Apesar de tudo Kelley vive num país onde a mentira e o engano são praticados como algo natural, dia e noite, desde a Casa Branca até abaixo, por uma administração que tem alergia mortal à verdade. Mentiram acerca do pior ataque terrorista já sofrido pelo povo norte-americano, mentiram perante o mundo inteiro para desencadear o terror e a guerra por toda a parte e mentem constantemente para perpetuar uma política insensata. Seguindo o exemplo dos seus dirigentes políticos, os executivos de grandes empresas adulteram números, enganam os accionistas e o Estado e enriquecem-se ilegalmente. Os escândalos de uns e outros inundam as redacções de uma imprensa que conta, naturalmente, entre os seus membros alguns dos mais notáveis farsantes, que mentiram sob juramento perante o mesmíssimo Congresso, como Oliver North e certos assaltantes do Watergate que agora são orientadores da opinião pública.

Quanto a Cuba, aquilo que fez Kelley é, naturalmente, repugnante. Mas ele não é um caso único, longe disso. O pobre homem seguiu uma tradição que, com raríssimas excepções, foi a norma da imprensa norte-americana desde Primeiro de Janeiro de 1959. Seria interminável a relação de bufarinheiros que mentiram e enganaram em relação a Cuba durante 45 anos. Quantas toneladas de papel não gastaram a defender desde os primeiros dias os torturadores e assassinos do batistismo? Quantas histórias melodramáticas não dedicaram a apresentá-los como vítimas inocentes da justiça revolucionária? Quem recorda os ilustres informadores que descreveram, em 1961, um irrepetível desembarque pelo "porto" de Bayamo, a nobre Vila que desde a sua fundação em 1514 sempre esteve bem longe do mar? Quem transformou em poeta o esbirro batistiano e terrorista Armando Valladares? Quem inventou a mentira de que estava paralítico? Alguém pediu desculpas às autoridades parisiences que aguardavam com uma inútil cadeira de rodas o atlético personagem? Alguém deu explicações aos ávidos leitores que ainda esperam o primeiro poema de quem, segundo os media norte-americanos, era um inspirado e prolífico versejador? São uns poucos exemplos daquilo que tem sido uma campanha tão desavergonhada quanto prolongada.
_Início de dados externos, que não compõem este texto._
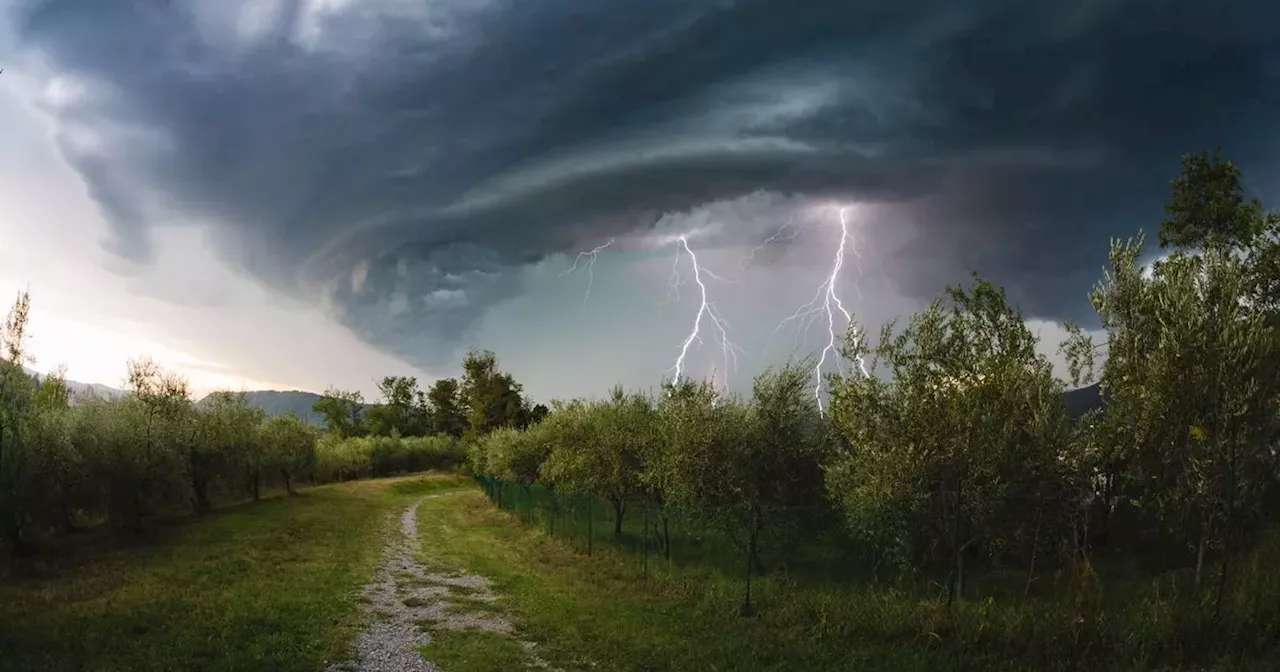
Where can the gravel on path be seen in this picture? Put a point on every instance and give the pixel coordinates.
(402, 595)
E o pior é que não se detem. Ao mesmo tempo que o USA Today reconhecia a inadmissível patranha anti-cubana do seu redactor, circulava a última edição do Village Voice que inclui um artigo de um tal Hentoff, outro caluniador profissional. No fim da sua algaraviada faz-se eco de algo que antes The Nation , a respeitável publicação liberal norte-americana, já havia divulgado. Trata-se de um curioso, mas bastante insólito, artigo do famoso escritor Arthur Miller, alguém que já possui o premio Pulitzer.
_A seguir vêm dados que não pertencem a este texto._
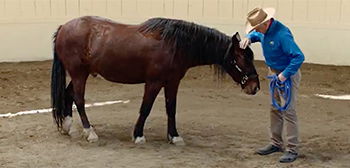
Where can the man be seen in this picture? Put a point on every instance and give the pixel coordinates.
(284, 58)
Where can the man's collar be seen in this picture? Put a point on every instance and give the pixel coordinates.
(272, 26)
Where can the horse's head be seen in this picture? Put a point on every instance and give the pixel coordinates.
(238, 63)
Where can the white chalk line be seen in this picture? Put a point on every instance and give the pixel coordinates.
(48, 110)
(340, 97)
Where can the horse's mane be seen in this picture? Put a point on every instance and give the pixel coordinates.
(201, 43)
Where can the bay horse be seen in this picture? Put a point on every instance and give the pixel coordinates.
(157, 52)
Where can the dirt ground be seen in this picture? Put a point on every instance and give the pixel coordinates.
(219, 123)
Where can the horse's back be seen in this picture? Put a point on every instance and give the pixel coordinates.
(111, 49)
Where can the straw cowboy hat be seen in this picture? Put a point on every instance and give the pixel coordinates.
(257, 17)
Há que reconhecer que na sua rápida visita a Cuba Miller não inventou naufrágios nem "matou" ninguém. Mas não foi menos delirante. Deixou-se levar, ao que parece, por uma imaginação febril que o fez dialogar com fantamos e o impediu de conhecer a realidade.

Miller passeou por Havana, mas não a viu. Só assim se pode explicar sua descrição da Plaza de Armas, que encontrou ocupada por instalações governamentais onde empregados oficiais vendem panfletos de marxismo.

Qualquer um sabe, pois essa praça está sempre cheia de visitantes, que ali há numerosos cidadãos privados que vendem os seus livros conforme as regras da oferta e procura. O governo nada tem a ver com esses livreiros. Tal como em todo mercado de livros usados, ali se podem encontrar muitos títulos e não faltam os de autores norte-americanos. Suponho que se os vendedores oferecerm livros marxistas é porque alguém os procura. Será que deveriam ser proibidos? Dúvidas sobre o livre mercado ou saudades do macartismo?

Se The Nation ou Village Voice desejarem ficar na moda não precisam empreender uma investigação tão minuciosa como a realizada pelo USA Today . Bastar-lhes-ia enviar alguem que examinasse os livros e entrevistasse os seus famosos vendedores. Preferivelmente alguém que entendesse o castelhano porque nem todos os fantasmas de Havana falam inglês.